I jump in the car and head for Truly’s place. It’s a modest house, probably no more than four or five rooms, though I’m guessing. I’ve never been inside. The only times I’ve been here is when I needed his help. He doesn’t have a phone, so I have to drive over here to hire him. He not only works with livestock but also does some repair work, and people say he’s good at painting.
I get out of the car feeling uneasy, remembering how curt Truly was yesterday. He has always been mild-mannered and easy-going, no kind of rabble-rouser, and I wonder what’s eating at him. I don’t think I said or did anything to offend him, but I’ll get a chance to find out.

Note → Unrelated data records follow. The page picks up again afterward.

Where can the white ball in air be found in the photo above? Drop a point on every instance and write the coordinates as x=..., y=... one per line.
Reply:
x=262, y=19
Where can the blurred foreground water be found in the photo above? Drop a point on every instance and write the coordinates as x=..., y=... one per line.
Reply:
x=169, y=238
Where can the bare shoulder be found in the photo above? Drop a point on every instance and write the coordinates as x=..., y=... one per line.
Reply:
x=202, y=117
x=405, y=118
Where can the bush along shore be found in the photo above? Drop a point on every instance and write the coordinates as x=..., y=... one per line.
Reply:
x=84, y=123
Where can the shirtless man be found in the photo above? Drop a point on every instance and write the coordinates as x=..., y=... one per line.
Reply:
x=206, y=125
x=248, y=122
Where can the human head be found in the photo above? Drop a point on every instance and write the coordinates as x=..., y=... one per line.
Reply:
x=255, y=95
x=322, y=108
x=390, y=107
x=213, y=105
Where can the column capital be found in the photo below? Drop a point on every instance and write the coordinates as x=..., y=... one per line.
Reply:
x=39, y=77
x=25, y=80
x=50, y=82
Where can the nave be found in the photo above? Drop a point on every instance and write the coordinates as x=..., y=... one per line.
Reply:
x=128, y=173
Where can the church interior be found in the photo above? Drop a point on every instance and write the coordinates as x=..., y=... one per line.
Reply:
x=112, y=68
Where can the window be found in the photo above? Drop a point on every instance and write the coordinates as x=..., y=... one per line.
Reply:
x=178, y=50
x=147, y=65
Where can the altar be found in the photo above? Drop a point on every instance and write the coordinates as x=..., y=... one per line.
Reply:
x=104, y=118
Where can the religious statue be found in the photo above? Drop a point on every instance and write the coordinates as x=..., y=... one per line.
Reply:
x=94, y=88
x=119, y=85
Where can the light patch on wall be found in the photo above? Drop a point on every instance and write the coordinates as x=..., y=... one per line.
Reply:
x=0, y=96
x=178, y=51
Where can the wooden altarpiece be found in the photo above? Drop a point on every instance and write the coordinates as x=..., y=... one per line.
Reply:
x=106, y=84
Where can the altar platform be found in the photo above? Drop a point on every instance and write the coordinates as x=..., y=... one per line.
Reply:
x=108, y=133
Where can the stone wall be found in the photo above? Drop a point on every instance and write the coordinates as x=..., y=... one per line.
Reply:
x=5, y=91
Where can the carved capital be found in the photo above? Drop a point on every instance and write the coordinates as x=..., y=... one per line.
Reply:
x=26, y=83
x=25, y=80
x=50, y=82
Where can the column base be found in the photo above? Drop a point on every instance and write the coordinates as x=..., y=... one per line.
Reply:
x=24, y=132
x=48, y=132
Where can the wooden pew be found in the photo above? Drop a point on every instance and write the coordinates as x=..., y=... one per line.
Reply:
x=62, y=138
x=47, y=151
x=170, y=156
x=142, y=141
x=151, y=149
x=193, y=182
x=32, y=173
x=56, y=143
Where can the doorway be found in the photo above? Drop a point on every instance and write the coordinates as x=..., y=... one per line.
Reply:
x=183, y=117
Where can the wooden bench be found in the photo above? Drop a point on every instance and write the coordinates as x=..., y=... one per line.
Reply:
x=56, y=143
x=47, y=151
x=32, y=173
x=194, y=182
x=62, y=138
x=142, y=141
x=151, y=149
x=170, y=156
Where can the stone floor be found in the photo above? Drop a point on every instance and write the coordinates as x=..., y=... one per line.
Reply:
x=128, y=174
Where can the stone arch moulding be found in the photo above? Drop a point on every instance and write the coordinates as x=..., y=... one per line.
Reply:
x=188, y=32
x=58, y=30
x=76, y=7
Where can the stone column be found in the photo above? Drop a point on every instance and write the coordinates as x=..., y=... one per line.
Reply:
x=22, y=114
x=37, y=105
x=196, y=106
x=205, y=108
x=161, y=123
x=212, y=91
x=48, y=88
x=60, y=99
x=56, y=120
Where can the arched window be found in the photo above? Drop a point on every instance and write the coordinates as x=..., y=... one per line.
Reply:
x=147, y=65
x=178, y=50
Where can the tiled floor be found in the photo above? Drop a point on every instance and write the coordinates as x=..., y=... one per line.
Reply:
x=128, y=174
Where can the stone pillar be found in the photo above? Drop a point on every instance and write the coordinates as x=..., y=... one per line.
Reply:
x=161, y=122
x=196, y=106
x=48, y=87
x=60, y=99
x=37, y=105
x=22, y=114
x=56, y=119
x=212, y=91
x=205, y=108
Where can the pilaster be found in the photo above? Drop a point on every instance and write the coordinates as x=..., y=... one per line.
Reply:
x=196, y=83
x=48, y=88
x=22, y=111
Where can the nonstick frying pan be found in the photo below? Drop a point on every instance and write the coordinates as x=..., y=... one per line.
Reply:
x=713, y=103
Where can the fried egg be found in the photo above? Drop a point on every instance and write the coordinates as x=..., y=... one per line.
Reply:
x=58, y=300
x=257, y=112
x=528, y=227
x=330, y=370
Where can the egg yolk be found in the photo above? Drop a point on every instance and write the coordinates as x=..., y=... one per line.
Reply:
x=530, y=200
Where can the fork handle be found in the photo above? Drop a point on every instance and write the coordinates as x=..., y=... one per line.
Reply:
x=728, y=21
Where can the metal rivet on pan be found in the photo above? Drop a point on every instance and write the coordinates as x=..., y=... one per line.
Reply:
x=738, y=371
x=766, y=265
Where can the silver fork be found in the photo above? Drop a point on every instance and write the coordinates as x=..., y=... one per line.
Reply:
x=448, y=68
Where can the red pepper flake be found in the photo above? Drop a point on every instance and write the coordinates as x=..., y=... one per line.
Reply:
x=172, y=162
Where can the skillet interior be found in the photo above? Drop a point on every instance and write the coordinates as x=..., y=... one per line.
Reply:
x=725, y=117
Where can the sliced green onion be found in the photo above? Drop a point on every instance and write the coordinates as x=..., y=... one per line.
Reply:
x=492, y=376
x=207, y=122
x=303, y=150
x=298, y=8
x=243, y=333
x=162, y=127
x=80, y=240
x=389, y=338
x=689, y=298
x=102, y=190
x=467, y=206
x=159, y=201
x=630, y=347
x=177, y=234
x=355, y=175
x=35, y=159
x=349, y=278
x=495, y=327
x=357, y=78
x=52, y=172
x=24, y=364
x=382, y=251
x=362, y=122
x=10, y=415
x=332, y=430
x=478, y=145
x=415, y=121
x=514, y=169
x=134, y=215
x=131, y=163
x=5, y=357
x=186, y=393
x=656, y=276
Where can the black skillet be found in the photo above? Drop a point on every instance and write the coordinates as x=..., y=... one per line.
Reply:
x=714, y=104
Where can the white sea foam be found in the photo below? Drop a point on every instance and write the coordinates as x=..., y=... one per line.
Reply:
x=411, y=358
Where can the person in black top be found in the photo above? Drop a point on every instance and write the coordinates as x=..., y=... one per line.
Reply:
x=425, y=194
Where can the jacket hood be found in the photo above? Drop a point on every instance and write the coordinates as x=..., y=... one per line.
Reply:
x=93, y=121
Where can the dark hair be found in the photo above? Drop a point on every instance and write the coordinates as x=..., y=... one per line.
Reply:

His daddy, Ezekiel, answers the door. An older version of Truly, he’s wearing overhauls over a worn blue work shirt. He greets me gravely, looking me straight in the eye. No challenge there, but he appears to be watchful and maybe wary. “Mr. Craddock, everything okay with them cows?”
“Yes, but I need some help from Truly. Is he here?”
He screws up his face and looks past me, reaching up to scratch the side of his neck. “He’s gone out for a while.”
“You know when he might be back? I need to ask him to take care of my cattle tomorrow morning.”
He clears his throat. “When he gets back, I’ll ask him to come over to your place and talk to you.”